Second, birds often practice many sounds while young
and then settle on a small number to produce in the song throughout
adult life. Graduate student Stacey Benton damaged one of the
brain areas involved in song perception in adult sparrows. Several
of the birds then began to sing a song in which some of the sounds
that had been practiced and discarded as a juvenile two years
earlier were now included as part of the song. Apparently, old
memories may still be present in the brain, even if they are not
expressed. Could they still affect the bird's judgment about the
songs of other birds? Could there be memories in us that, though
inhibited for large parts of our lives, still affect our behavior?
The findings described above can affect how we understand
the intertwining of memory and creativity in ourselves. They suggest
that perception and imagination and memory are physically linked
- they activate and alter overlapping neural structures and, through
physical processes, one can enhance the substrate for the others.
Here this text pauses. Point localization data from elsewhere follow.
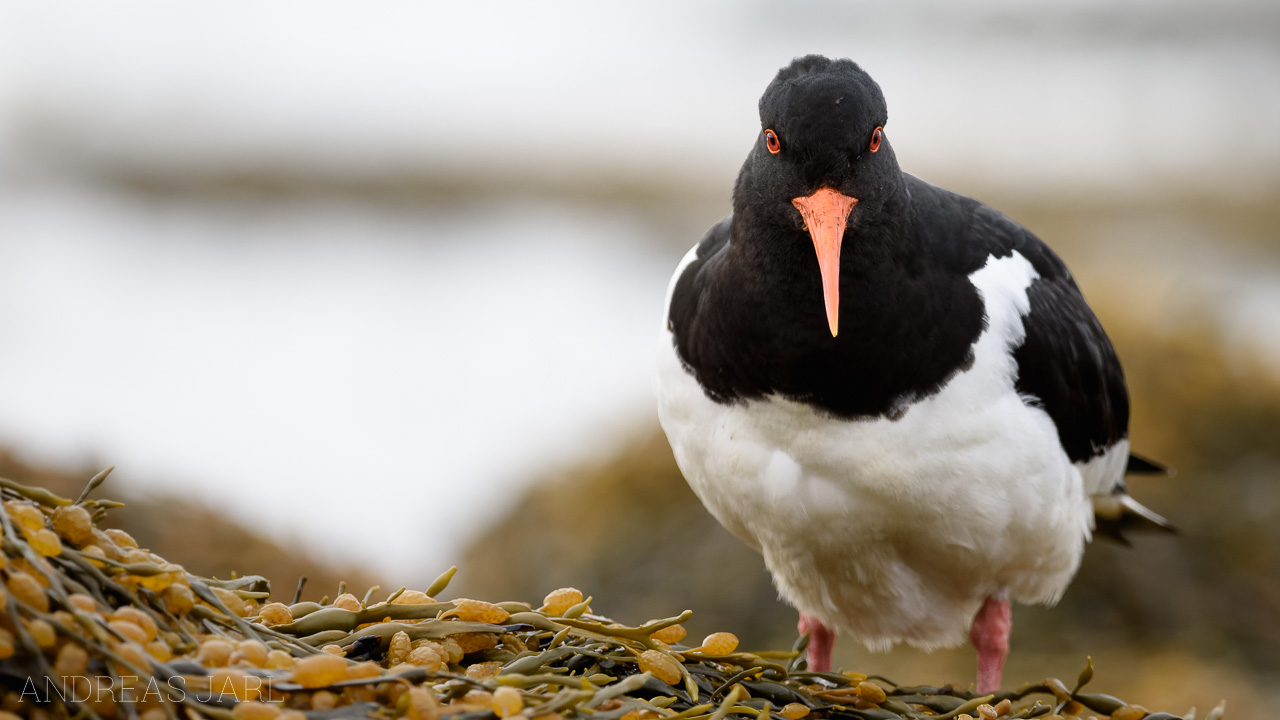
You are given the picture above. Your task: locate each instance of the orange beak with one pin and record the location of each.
(824, 214)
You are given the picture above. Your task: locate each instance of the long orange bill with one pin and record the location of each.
(824, 214)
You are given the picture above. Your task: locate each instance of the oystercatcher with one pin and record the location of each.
(894, 392)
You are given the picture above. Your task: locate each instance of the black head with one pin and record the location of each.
(824, 114)
(822, 163)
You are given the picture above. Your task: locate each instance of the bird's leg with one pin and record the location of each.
(990, 637)
(822, 641)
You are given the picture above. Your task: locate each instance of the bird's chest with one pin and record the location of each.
(771, 468)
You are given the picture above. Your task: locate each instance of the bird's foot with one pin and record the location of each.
(990, 637)
(822, 641)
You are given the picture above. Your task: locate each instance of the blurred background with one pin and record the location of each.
(366, 292)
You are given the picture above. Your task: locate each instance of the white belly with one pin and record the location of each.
(895, 531)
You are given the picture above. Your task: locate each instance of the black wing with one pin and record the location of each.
(1066, 363)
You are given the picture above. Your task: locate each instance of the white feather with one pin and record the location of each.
(896, 531)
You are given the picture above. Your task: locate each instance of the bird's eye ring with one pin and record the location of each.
(771, 141)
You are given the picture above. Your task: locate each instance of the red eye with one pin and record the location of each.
(771, 140)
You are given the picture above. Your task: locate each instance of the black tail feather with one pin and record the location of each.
(1139, 465)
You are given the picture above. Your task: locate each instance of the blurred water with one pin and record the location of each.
(1114, 96)
(362, 379)
(376, 377)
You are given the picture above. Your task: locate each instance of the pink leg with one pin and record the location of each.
(822, 641)
(990, 636)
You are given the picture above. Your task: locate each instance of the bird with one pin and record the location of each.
(894, 392)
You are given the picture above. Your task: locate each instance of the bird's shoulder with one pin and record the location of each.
(1066, 364)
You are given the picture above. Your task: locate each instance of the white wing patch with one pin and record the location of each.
(896, 529)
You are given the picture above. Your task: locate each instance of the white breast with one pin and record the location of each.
(895, 531)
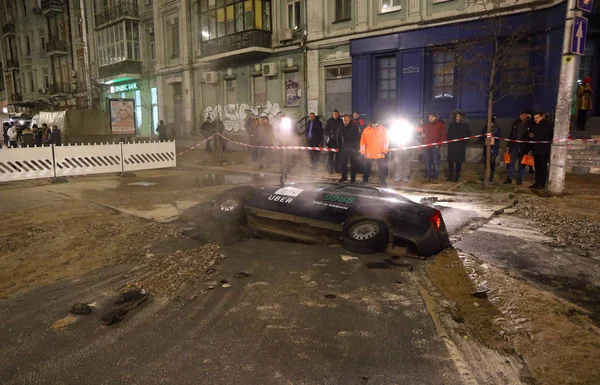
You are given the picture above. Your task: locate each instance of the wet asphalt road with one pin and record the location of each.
(303, 316)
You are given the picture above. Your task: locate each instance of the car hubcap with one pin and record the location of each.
(229, 205)
(364, 231)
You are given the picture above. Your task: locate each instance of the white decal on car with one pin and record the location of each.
(289, 191)
(277, 198)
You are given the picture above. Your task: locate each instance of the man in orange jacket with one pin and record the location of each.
(374, 144)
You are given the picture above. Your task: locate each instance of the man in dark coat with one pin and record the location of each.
(519, 131)
(207, 129)
(542, 130)
(314, 138)
(458, 128)
(162, 131)
(55, 136)
(38, 136)
(332, 129)
(349, 148)
(495, 147)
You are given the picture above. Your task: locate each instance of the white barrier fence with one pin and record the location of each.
(70, 160)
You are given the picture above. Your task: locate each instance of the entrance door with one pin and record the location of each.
(338, 90)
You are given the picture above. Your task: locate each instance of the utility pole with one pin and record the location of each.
(569, 68)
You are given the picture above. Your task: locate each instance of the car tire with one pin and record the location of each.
(229, 207)
(365, 236)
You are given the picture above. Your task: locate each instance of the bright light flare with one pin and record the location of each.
(401, 131)
(286, 124)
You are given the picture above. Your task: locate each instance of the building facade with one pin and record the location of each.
(183, 61)
(42, 55)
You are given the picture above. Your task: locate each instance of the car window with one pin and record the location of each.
(359, 190)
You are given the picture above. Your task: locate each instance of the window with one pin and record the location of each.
(517, 76)
(220, 18)
(443, 75)
(154, 102)
(259, 91)
(138, 109)
(390, 5)
(42, 39)
(343, 10)
(294, 14)
(338, 72)
(118, 43)
(175, 38)
(231, 91)
(387, 78)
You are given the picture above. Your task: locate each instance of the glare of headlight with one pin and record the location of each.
(286, 124)
(401, 131)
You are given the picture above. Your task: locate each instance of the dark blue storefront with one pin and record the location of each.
(410, 71)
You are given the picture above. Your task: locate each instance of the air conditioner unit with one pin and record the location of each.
(288, 34)
(210, 77)
(270, 69)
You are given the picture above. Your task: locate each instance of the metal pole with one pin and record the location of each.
(569, 68)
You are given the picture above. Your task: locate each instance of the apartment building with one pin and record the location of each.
(229, 57)
(42, 55)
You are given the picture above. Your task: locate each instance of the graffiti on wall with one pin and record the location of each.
(234, 115)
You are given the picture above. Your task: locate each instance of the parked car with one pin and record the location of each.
(368, 219)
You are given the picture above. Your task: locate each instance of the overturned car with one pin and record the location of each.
(368, 219)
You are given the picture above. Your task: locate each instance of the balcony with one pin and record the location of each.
(59, 89)
(14, 97)
(257, 39)
(8, 29)
(51, 7)
(56, 47)
(122, 10)
(128, 68)
(12, 64)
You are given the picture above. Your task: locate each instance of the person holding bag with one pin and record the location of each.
(542, 130)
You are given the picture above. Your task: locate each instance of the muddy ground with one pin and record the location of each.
(91, 238)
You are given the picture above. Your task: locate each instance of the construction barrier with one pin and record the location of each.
(87, 159)
(26, 163)
(143, 156)
(70, 160)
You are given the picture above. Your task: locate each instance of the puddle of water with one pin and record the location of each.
(143, 184)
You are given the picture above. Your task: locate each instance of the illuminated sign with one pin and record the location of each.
(124, 87)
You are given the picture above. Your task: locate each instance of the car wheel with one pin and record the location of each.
(229, 207)
(365, 236)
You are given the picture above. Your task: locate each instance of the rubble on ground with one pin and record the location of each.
(166, 274)
(568, 230)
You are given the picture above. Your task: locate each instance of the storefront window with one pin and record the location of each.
(222, 18)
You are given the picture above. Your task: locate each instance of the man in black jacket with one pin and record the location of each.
(332, 129)
(314, 138)
(520, 131)
(349, 146)
(542, 130)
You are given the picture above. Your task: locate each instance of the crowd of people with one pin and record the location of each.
(15, 135)
(361, 146)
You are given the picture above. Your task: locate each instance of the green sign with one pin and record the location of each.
(124, 87)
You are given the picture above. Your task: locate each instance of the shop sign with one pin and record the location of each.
(124, 87)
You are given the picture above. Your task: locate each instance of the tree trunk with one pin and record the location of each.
(488, 142)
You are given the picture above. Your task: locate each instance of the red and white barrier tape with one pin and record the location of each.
(196, 145)
(327, 149)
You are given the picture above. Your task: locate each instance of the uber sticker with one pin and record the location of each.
(289, 191)
(277, 198)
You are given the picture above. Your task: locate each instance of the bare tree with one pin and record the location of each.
(492, 62)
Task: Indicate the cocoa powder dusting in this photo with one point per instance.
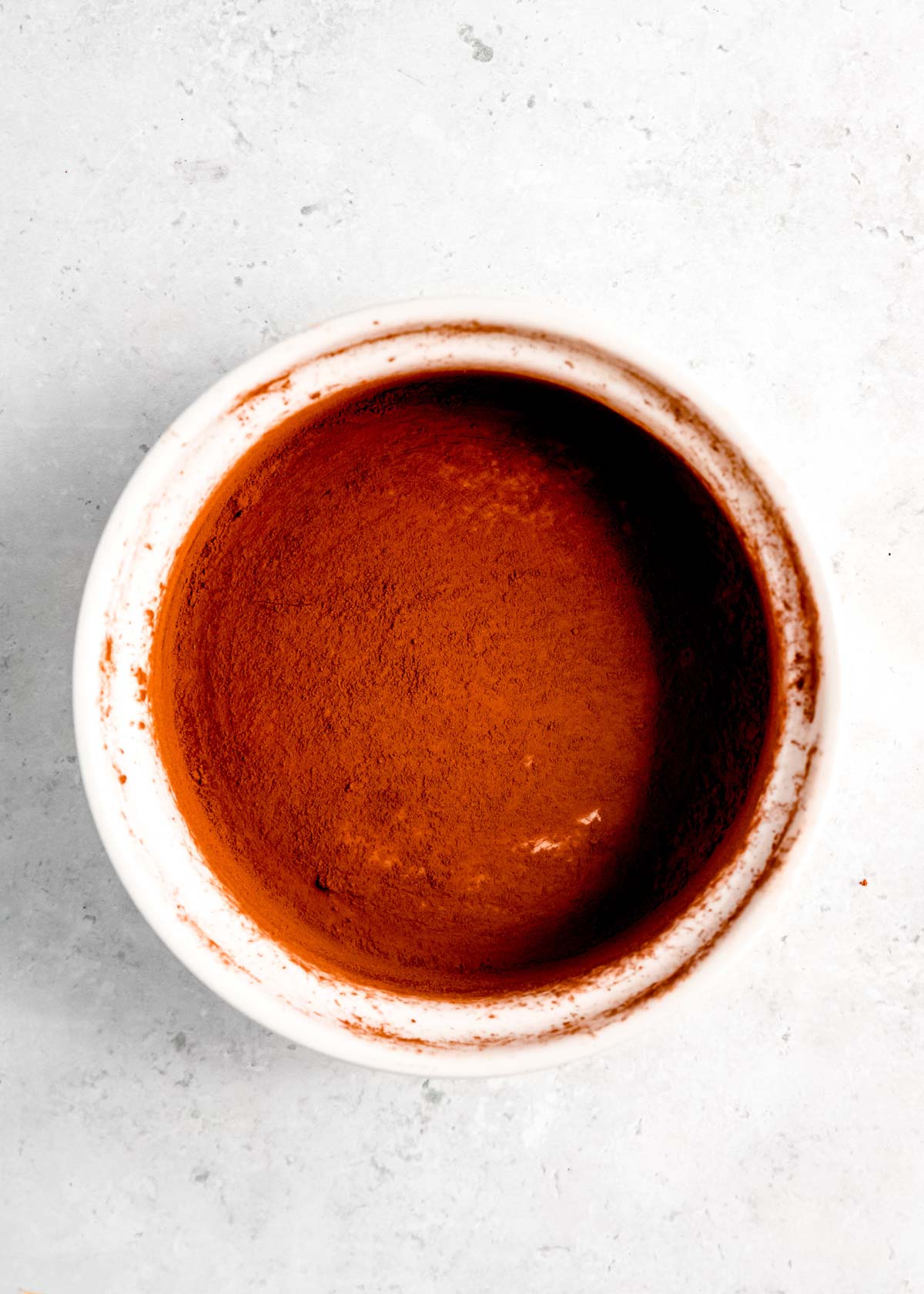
(461, 685)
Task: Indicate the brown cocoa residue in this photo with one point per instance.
(461, 685)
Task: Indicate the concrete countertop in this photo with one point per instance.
(741, 186)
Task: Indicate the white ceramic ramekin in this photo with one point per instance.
(148, 840)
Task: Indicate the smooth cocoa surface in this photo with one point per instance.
(461, 685)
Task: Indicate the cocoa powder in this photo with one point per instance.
(461, 685)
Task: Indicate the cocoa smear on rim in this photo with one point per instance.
(462, 686)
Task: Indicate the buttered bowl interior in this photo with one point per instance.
(150, 844)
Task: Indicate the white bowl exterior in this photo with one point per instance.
(127, 787)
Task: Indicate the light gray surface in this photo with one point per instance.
(741, 186)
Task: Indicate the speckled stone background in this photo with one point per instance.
(739, 184)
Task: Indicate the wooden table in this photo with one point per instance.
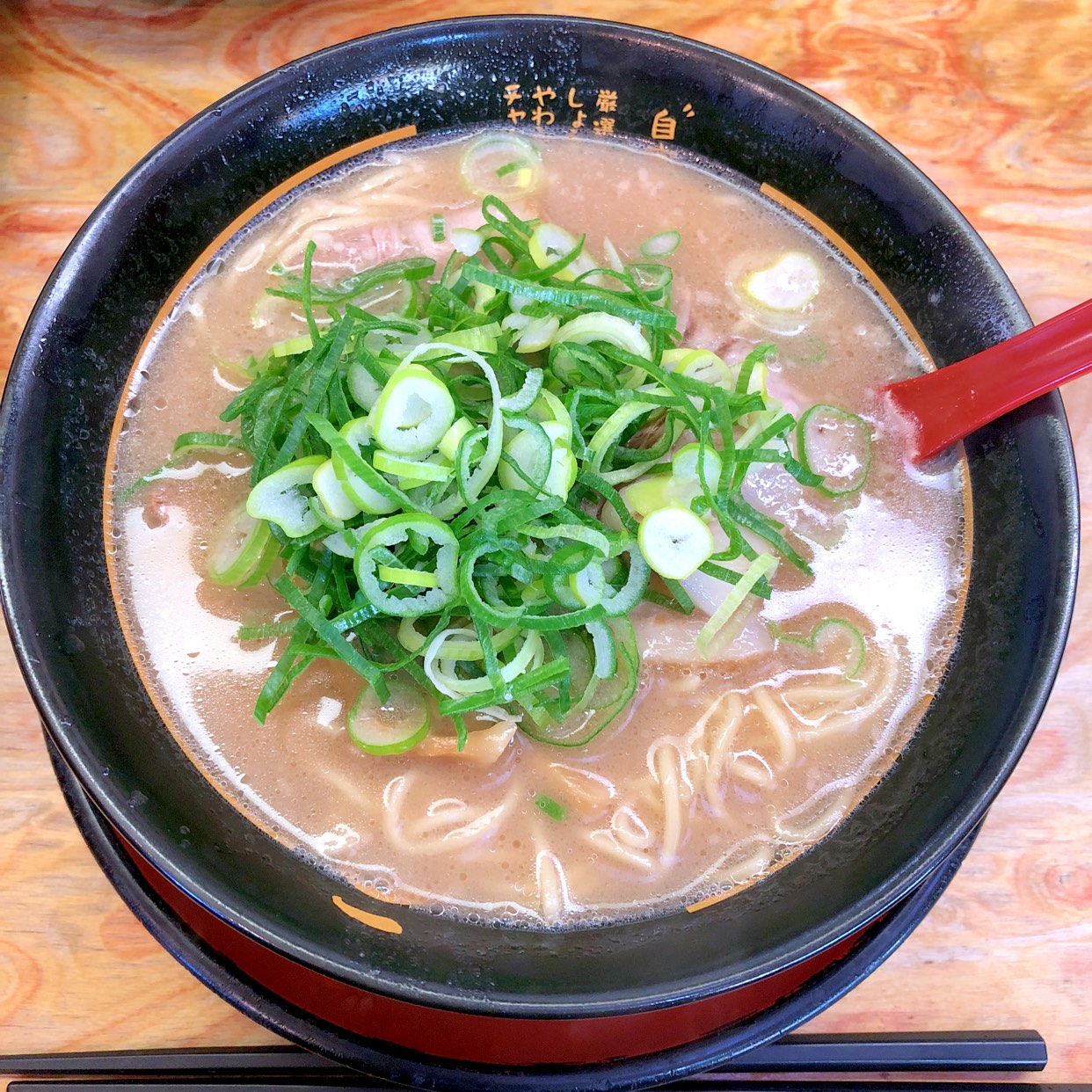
(993, 98)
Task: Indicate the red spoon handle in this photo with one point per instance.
(950, 403)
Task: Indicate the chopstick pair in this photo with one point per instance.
(292, 1068)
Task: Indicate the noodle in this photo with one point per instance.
(720, 770)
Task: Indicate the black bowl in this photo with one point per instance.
(76, 354)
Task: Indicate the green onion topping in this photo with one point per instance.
(463, 502)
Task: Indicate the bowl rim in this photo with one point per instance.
(964, 818)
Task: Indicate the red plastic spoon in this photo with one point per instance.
(952, 402)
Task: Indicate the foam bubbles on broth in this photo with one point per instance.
(721, 770)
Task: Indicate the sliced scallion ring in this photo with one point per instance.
(501, 164)
(238, 550)
(675, 542)
(392, 531)
(836, 445)
(280, 499)
(391, 726)
(413, 413)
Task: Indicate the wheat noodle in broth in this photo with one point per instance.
(721, 768)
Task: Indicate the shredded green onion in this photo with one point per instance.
(477, 540)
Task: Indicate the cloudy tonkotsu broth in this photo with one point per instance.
(722, 768)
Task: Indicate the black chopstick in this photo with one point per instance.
(707, 1083)
(938, 1052)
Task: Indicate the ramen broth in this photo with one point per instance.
(721, 768)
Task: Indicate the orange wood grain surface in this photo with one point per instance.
(992, 98)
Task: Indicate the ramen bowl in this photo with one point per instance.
(423, 997)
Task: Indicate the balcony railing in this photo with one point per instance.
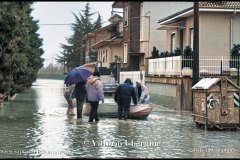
(182, 66)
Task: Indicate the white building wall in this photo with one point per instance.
(157, 11)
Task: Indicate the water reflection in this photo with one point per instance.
(35, 125)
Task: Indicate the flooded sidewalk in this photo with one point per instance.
(35, 125)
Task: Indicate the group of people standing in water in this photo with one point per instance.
(91, 91)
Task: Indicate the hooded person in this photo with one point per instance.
(124, 93)
(94, 95)
(138, 89)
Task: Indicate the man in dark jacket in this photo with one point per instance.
(80, 94)
(124, 93)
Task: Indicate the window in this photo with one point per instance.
(125, 16)
(173, 40)
(191, 38)
(125, 53)
(145, 25)
(181, 38)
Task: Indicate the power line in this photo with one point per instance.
(56, 24)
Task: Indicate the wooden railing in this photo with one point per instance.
(182, 66)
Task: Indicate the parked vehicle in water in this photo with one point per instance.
(110, 109)
(109, 84)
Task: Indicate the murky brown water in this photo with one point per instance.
(35, 125)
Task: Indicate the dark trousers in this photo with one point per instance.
(79, 108)
(93, 112)
(123, 111)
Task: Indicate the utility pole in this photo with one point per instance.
(196, 44)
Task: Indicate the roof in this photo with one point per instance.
(118, 4)
(227, 6)
(92, 34)
(206, 83)
(220, 4)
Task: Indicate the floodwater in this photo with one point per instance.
(35, 125)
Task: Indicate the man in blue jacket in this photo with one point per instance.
(124, 93)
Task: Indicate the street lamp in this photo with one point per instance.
(196, 44)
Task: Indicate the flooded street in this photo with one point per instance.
(35, 125)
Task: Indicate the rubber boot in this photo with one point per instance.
(79, 113)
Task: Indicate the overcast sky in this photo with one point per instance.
(61, 13)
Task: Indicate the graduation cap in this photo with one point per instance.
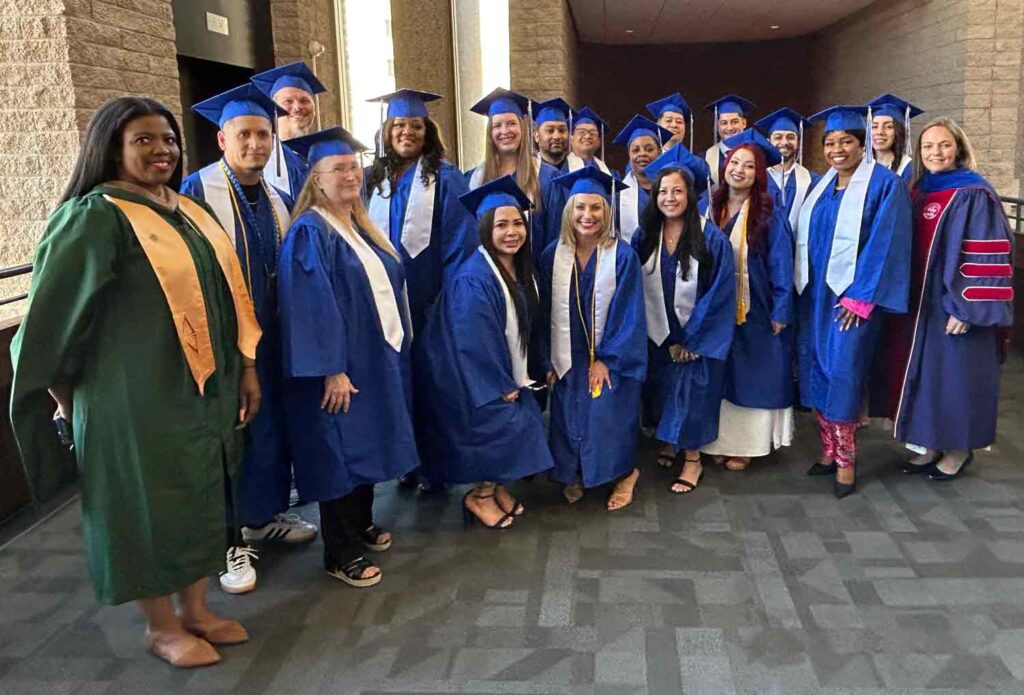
(327, 142)
(694, 168)
(639, 127)
(243, 100)
(751, 136)
(675, 103)
(898, 110)
(293, 75)
(496, 193)
(553, 110)
(730, 103)
(502, 101)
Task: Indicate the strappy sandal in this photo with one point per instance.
(468, 515)
(372, 538)
(689, 486)
(351, 573)
(624, 500)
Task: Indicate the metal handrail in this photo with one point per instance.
(14, 271)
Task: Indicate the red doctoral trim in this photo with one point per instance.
(983, 294)
(996, 246)
(986, 270)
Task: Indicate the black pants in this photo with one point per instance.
(342, 520)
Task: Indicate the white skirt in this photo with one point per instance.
(751, 431)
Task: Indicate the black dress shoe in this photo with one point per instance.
(842, 489)
(938, 474)
(820, 469)
(906, 468)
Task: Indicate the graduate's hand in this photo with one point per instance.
(249, 395)
(338, 391)
(955, 327)
(599, 377)
(846, 318)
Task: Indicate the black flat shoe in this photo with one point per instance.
(906, 468)
(842, 489)
(938, 474)
(820, 469)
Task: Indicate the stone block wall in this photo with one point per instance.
(543, 49)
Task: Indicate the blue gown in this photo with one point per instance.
(266, 475)
(759, 372)
(834, 365)
(593, 440)
(683, 400)
(329, 326)
(949, 398)
(463, 361)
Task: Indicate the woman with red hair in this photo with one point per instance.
(758, 393)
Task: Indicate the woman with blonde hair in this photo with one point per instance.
(591, 290)
(947, 364)
(346, 336)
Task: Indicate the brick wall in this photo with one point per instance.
(296, 23)
(543, 49)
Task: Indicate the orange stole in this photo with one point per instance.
(176, 273)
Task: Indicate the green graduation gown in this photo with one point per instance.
(155, 457)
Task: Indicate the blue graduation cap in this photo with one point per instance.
(639, 127)
(293, 75)
(694, 168)
(327, 142)
(243, 100)
(553, 110)
(784, 119)
(501, 101)
(673, 102)
(496, 193)
(892, 105)
(407, 102)
(842, 118)
(751, 136)
(589, 180)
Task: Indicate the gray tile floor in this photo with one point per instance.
(759, 582)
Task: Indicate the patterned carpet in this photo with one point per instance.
(759, 582)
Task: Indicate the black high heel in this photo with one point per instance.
(937, 474)
(469, 517)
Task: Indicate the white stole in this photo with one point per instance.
(629, 208)
(576, 163)
(803, 177)
(516, 353)
(217, 196)
(846, 236)
(419, 218)
(561, 312)
(270, 174)
(684, 295)
(391, 320)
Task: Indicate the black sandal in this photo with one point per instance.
(351, 573)
(372, 538)
(468, 515)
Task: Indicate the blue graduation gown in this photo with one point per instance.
(329, 326)
(453, 239)
(684, 399)
(266, 475)
(463, 361)
(834, 364)
(949, 398)
(759, 372)
(593, 440)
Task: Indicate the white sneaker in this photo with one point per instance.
(241, 575)
(286, 527)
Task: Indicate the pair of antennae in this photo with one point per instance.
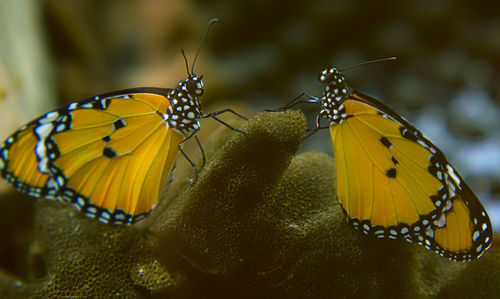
(370, 62)
(210, 22)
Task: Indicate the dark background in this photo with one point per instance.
(262, 54)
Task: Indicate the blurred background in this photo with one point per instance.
(261, 55)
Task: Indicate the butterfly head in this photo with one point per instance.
(332, 75)
(192, 85)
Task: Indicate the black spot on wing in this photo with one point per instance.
(385, 142)
(391, 172)
(119, 124)
(109, 152)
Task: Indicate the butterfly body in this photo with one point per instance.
(110, 154)
(392, 181)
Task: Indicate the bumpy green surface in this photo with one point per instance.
(258, 223)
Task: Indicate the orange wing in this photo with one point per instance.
(393, 182)
(109, 155)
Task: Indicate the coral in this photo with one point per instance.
(259, 222)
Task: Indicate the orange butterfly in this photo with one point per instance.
(393, 182)
(109, 154)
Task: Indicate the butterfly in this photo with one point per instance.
(109, 155)
(392, 181)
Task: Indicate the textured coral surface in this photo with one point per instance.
(259, 222)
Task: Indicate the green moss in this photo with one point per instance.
(259, 222)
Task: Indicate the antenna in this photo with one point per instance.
(210, 22)
(370, 62)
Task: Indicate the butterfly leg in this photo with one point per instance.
(214, 114)
(202, 151)
(318, 125)
(187, 157)
(297, 100)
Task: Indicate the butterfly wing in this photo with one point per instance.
(109, 155)
(393, 182)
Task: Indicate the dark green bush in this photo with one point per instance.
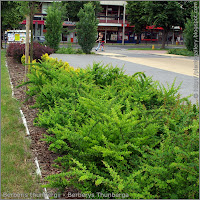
(117, 134)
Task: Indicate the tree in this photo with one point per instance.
(54, 25)
(136, 15)
(73, 8)
(187, 8)
(164, 14)
(87, 28)
(11, 15)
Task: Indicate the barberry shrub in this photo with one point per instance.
(17, 50)
(117, 134)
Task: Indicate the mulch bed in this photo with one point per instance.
(39, 148)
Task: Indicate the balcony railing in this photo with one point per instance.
(112, 21)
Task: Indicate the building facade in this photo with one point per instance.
(110, 24)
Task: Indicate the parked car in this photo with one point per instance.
(40, 39)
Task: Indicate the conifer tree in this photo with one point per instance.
(87, 28)
(54, 25)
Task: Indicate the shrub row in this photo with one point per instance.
(17, 50)
(116, 134)
(69, 50)
(183, 52)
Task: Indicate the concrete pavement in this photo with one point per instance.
(162, 68)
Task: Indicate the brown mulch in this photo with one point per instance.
(39, 148)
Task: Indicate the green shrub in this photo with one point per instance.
(116, 133)
(54, 25)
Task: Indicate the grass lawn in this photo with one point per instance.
(17, 172)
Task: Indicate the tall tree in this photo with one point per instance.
(136, 15)
(87, 27)
(54, 22)
(11, 15)
(170, 14)
(73, 8)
They show that there are constraints in what we perceive and in
what we can learn. But in ourselves as in the birds, the constraints
can give structure and fidelity to our learning. They indicate
that memories build on and modify prior neural structure. While
this process comes with the cost of losing detail, it leads to
an understanding of typicality and of essence that are key to
creativity. Finally, memory storage is distributed with links
between components. It is common for us to say that one experience
or domain of knowledge is like another, perhaps reflecting our
internal observation that the two domains share neural links in
common. Perhaps creativity flows from pushing such parallels and
discovering that two such domains also share further less obvious
links. This can lead to experiments such as studying whether song
learning in birds and language learning in humans have deep similarities
in development and mechanism. It can also lead to new ways of
looking at other domains of knowledge: what was my father's song?
Which parts do I now sing and where have I improvised in what
I pass on to my children?
Timothy DeVoogd (psychology), has taught courses on the neurobiology of learning and memory since 1982. He studies the neurobiology of brain areas involved in song learning in birds. In recent research, he has compared these brain areas between bird species that learn different amounts, giving new insights into the evolution of learning - and giving a good excuse for international travel and collaboration.